DAVID GURA (HOST): Help us understand why this is of such keen interest to you and what’s going to be happening down in Washington on Tuesday.
LAVERNE COX (ACTOR): Well, I believe this is probably the most significant case for LGBTQ rights that the Supreme Court will hear in my lifetime, probably even more important than Obergefell because it has implications not just for LGBTQ people in the workplace, but for everyone in the workplace. And it has -- it can have significance in health care, in housing. A year ago, The New York Times wrote a story that basically said this administration wants to define transgender folks out of existence. And there was a leaked memo from the Department of Health and Human Services that said we want to define gender and sex as a very specific thing that basically takes transgender people out of legal protections. The first thing that this administration did in 2017 when they came into office was rescind rights for transgender kids in schools, the trans military ban. Earlier this year, the Department of Health and Human Services said they wanted to discriminate against trans people in health care. HUD wants to discriminate against us in homeless shelters. And this Supreme Court case is another example of this administration targeting trans folks. And so -- and not just trans people; LGBTQ people in general. And so the stigma -- how deeply we are stigmatized and dehumanized leads to this epidemic of murders against us and leads to us not being able to get jobs. Our unemployment rate is three times the national average, four times that for trans people of color. When we can't get jobs, we're pushed out of the work force and forced into situations that expose us to more violence.
GURA: Chase, pick up on that, how pivotal this is going to be and what it says about labor in this country today. Antonin Scalia’s son just sworn in as the next head of the Labor Department, what is this going to mean for workplace dynamics, the outcome of these cases that are being argued this week?
CHASE STRANGIO (ACLU LGBT AND HIV PROJECT, STAFF ATTORNEY): Yeah, I mean, I think what I really want people to understand is this absolutely has a transformative effect on the American workplace and on civil rights laws as a general matter --
GURA: Across the board.
STRANGIO: Across the board. So we really have to see this as part of a long-term strategy to chip away at civil rights protections for everyone. And when the court hears arguments on Tuesday, the Trump administration and the employers are going to be making two central arguments. One is that LGBTQ people aren't covered. That it's not sex discrimination to fire us for who we are. And if I could just take a second to explain why it is --
GURA: Please, yeah.
STRANGIO: -- so clearly sex discrimination. I would like to do that, which is, let's say you fire me because I'm transgender. So you fired me for one of two reasons.

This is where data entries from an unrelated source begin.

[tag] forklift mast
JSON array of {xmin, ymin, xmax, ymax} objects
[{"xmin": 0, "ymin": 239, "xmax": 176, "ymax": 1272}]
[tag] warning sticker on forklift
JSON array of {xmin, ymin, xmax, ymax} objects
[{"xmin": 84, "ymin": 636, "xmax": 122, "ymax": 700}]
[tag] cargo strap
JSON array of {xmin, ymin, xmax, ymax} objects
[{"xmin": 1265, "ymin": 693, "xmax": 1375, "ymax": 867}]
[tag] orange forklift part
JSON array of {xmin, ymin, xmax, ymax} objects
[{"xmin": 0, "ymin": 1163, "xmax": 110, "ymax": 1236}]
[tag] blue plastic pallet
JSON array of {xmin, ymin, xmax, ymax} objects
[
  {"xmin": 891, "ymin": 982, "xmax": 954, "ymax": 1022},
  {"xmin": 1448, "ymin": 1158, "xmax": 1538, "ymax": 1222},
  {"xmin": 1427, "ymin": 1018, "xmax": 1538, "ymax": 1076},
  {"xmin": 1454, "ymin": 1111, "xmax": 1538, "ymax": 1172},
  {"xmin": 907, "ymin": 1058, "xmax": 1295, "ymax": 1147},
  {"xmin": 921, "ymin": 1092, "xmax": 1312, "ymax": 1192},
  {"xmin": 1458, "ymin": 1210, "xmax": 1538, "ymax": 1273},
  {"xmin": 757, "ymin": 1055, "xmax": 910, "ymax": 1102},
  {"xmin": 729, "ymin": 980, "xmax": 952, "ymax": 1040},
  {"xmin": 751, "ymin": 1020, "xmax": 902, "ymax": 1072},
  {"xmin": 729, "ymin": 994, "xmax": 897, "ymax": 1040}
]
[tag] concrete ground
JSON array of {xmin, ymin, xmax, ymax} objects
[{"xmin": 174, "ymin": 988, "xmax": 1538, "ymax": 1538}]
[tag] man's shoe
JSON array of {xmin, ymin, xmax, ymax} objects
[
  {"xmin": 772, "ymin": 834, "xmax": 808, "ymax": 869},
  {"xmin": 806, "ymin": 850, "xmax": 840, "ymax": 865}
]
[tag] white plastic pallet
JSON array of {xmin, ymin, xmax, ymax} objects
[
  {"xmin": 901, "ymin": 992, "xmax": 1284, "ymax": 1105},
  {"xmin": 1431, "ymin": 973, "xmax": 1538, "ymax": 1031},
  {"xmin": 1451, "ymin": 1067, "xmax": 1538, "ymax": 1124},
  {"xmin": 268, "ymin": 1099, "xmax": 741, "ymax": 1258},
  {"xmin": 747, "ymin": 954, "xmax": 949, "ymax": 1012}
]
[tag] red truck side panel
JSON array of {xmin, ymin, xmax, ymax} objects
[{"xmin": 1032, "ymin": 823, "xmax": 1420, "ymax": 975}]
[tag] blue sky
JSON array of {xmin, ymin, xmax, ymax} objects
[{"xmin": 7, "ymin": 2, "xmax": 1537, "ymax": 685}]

Maybe you fired me because you see me as a man but I'm not the right kind of man. You're like, "Oh, you're a little bit effeminate, or you were assigned female at birth and that's just not what we think a man is." That is sex discrimination. Alternatively, maybe you fired me because just for the simple fact that I was assigned female at birth. That is also sex discrimination. And it’s so plainly sex discrimination that the only way that the Trump administration and the employers can urge the court to rule against us is to roll back sex discrimination protections for everyone -- and so what they want is a rule where it is lawful to enforce sex stereotypes in the workplace as to everyone, which has been the very way that we have transformed the American workplace away from the Mad Men dynamics, away from pushing women -- all women -- out of the workplace. So the stakes could not be higher.